A primeira edição do Enamed (Exame Nacional de Avaliação da Formação Médica), que mostrou que um terço dos cursos de medicina não teve pontuação satisfatória, reforça a necessidade de uma avaliação no estilo da que faz a OAB (Ordem dos Advogados do Brasil), diz o conselheiro do CFM (Conselho Federal de Medicina) Francisco Eduardo Cardoso Alves.
Nesta segunda-feira (19), os ministérios da Educação (MEC) e da Saúde divulgaram que um total de 99 cursos de medicina podem ser punidos por não alcançarem pontuação considerada satisfatória.
O exame é visto como uma resposta do governo a um projeto de lei que tramita no Congresso Nacional e quer criar uma espécie de OAB da área, com avaliação própria não vinculada ao ministério, e sim ao CFM.
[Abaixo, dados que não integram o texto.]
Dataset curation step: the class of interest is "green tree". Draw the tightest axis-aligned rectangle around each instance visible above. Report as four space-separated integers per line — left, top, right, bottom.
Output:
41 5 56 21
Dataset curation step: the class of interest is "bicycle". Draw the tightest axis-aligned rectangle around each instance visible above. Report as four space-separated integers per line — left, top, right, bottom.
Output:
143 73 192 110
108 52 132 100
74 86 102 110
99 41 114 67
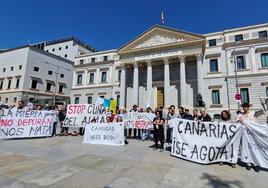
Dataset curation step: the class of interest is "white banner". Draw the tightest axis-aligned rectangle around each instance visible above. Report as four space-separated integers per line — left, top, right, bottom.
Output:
170 118 242 164
83 123 125 146
119 112 155 129
0 109 56 139
63 104 110 127
241 120 268 168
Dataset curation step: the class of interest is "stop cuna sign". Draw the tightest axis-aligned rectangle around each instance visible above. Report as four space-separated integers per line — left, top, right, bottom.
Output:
235 93 241 100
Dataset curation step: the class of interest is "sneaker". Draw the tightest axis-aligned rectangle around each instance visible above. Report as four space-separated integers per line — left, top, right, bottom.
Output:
253 166 260 172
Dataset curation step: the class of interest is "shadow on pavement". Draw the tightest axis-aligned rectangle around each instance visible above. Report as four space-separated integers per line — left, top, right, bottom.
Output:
201 173 244 188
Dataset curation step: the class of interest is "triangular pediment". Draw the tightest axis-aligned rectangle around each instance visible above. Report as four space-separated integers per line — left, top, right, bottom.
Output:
118 26 204 53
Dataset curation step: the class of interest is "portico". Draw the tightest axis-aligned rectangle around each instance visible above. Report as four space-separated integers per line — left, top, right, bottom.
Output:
118 26 204 108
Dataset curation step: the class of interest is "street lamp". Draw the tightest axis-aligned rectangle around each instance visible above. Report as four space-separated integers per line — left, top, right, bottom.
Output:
45 62 72 106
233 41 241 110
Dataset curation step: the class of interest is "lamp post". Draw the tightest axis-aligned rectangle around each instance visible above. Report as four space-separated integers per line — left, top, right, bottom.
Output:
233 41 241 110
46 62 71 106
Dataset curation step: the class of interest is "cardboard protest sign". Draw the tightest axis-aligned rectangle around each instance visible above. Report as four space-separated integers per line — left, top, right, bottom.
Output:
119 112 155 129
0 109 56 139
241 120 268 168
83 123 125 146
63 104 110 127
170 118 242 164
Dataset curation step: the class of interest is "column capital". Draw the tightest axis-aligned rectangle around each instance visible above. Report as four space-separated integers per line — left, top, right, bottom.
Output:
195 53 203 61
119 63 126 69
163 57 169 65
132 61 139 68
145 59 152 67
179 55 186 63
Alves diz que é preocupante saber que "13 mil alunos, por deficiências da faculdade onde se formaram, não conseguiram obter o mínimo de aprovação".
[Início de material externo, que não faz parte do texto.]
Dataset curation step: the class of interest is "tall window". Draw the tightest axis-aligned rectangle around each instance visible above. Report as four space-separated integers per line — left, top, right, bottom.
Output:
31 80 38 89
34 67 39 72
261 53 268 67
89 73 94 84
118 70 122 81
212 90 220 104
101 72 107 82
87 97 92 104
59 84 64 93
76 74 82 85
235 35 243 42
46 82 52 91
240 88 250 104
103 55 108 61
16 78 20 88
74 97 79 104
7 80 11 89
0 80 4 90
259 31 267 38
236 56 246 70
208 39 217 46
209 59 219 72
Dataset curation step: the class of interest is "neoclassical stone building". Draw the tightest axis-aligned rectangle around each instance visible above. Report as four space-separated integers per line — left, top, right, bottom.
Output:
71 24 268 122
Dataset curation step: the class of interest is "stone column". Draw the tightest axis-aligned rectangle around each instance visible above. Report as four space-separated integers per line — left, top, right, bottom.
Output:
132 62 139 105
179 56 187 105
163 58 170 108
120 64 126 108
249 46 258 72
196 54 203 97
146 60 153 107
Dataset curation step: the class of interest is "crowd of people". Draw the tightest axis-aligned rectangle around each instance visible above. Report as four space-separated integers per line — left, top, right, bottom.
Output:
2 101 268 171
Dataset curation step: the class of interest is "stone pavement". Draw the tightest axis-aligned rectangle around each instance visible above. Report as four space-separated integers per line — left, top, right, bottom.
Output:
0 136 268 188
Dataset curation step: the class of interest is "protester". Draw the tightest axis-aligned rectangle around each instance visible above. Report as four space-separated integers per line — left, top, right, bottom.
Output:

"E eles vão receber o CRM [registro concedido pelo Conselho Regional de Medicina] e vão poder botar a mão em paciente. É isso que a gente não quer mais que ocorra", afirma.
O conselheiro defende a "OAB da medicina" e afirma que MEC (Ministério da Educação) e faculdades privadas "estão sistematicamente barrando e boicotando essa aprovação".
"Eles não querem ser avaliados, eles não querem ser medidos, porque eles sabem que a formação que eles fornecem para os alunos é medíocre, é lastimável, é arriscada", afirma.
"Na minha opinião, isso é um caso de risco à segurança pública, à saúde pública coletiva, e deveria ter alguma ação na sociedade para impedir, mesmo que seja judicialmente, que esses alunos, essas faculdades reprovadas, possam receber CRM e possam continuar matriculando e formando médicos do jeito que está", complementa.